About a year and half ago, Thomas administrators came to Joyce with a problem: Several general surgeons had left the hospital. Some of those remaining didn't take emergency calls because of their age.
As a result, the on-call schedule for general surgeons was "held together by spit and dental floss," the hospital's vice president, Bob Gray, said last year.
"We were about one more [surgeon] away from it being unworkable," said Steve Dexter, Thomas's president.
The solution Joyce and his company came up with draws on similar programs Delphi has set up with hospitals around the country.
Delphi contracts with a facility, recruits the specialists the hospital needs and then handles all the billing for the physician.

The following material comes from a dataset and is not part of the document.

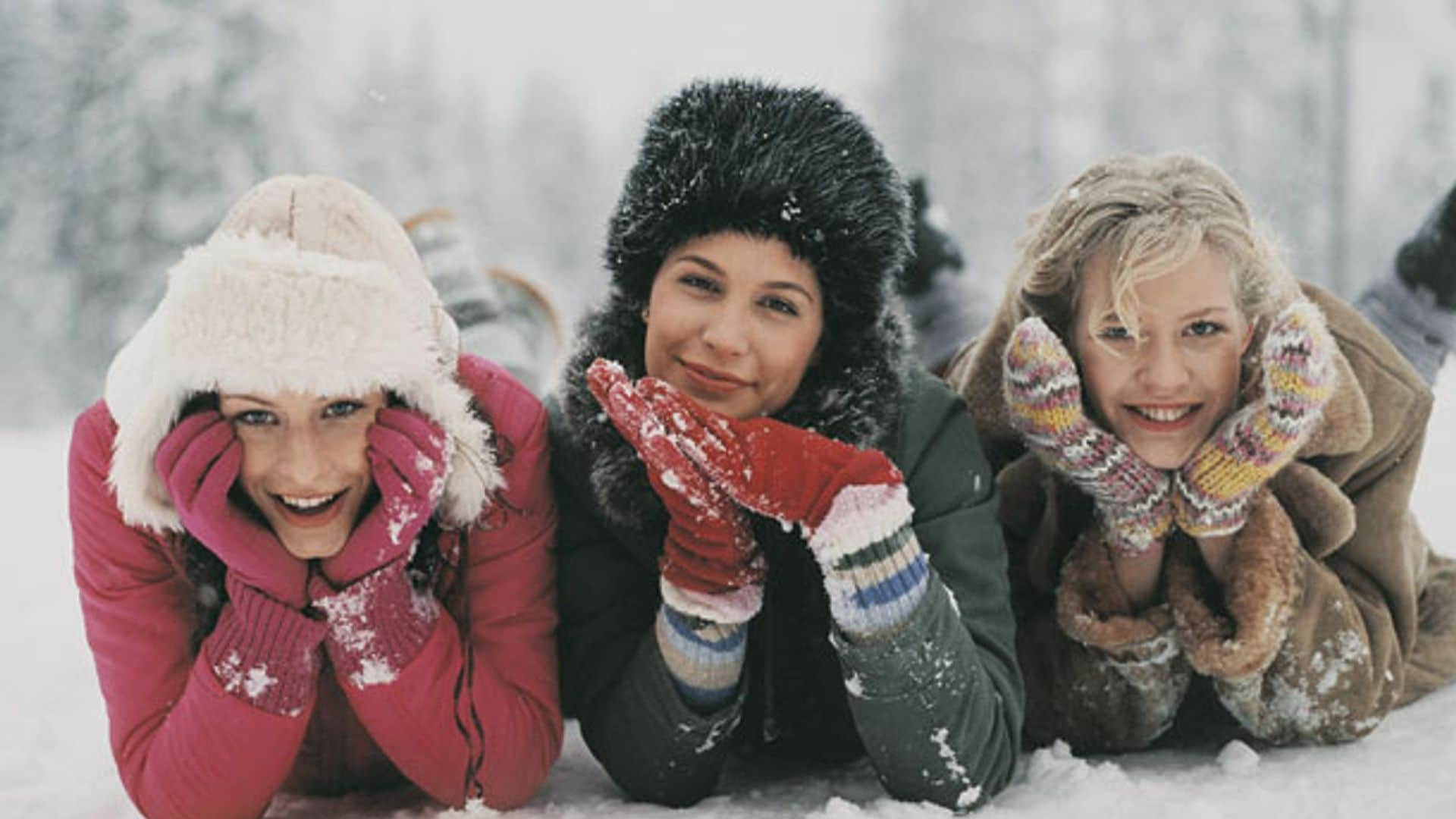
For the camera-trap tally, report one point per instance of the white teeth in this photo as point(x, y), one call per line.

The company also helps the doctor find medical liability insurance.
"We'll take care of the business end," Joyce said. "You get to just practice medicine."
In return for a management fee, the hospital gets a specialist to cover its emergency room. The general surgeons already on staff get a break from taking emergency calls.
And they don't have to worry about Fogle taking any of their patients. He doesn't have a private practice and doesn't want one.
"This is what I do," Fogle said, pointing to the walls of Thomas hospital. "This is my office. This is my world."
The two surgeons join a hospital stung by a 10-percent drop in patient admissions compared to last year. Fewer patients, higher costs and problems collecting its bills left the hospital with a $3.2 million loss for its last fiscal year, which ended Sept. 30.
Since mid-December, administrators have cut 80 full-time positions by limiting hours, halting overtime, stopping the use of per diem workers and leaving open positions unfilled.
Dexter said the two new general surgeons could help halt the falling patient numbers. Because the emergency room is fully covered, ambulances won't have to divert patients to another hospital when a general surgeon is needed.
The doctor's presence should also make the hospital a more attractive place for general surgeons with their own practices. With Fogle and Doromal handling the on-call coverage, the private practice surgeons can focus on their patients.
"We see these guys as a way to grow the hospital," Dexter said.
Delphi hasn't had trouble recruiting doctors for its client hospitals so far. Many doctors, such as Fogle, have been in private practice for years and have had their fill of running an office.
"They get tired of the rigors of private practice," Joyce said.
When Delphi put out word it wanted an obstetrician for a program at a San Francisco hospital, the company received calls from 260 interested doctors. Delphi went with the applicant who was the chief of the obstetric residency program at Duke University.
"The physicians we're able to attract are extraordinary," Joyce said.
All the doctors the company recruits are screened. They must then clear a hospital's own checks, just like any other doctor applying for the medical staff.
Hospitals contracting for services is not new. Facilities around the county, including Thomas, use doctors known as hospitalists, whose sole job is to care for patients while they are in the hospital. When they're discharged, the patients go back to seeing their regular physician.
But the practice is getting more specialized. Delphi works with hospitals seeking obstetricians, orthopedics and pediatric specialists for hospital-based, on-call care.
The general surgery contract with Thomas is a first for the three-year-old company and probably unique in the country, Joyce said.
"It's very, very new," he said. "This is pretty cutting edge."
Joyce expects it to be the first of many. Other hospitals are already calling, including at least one other facility in West Virginia.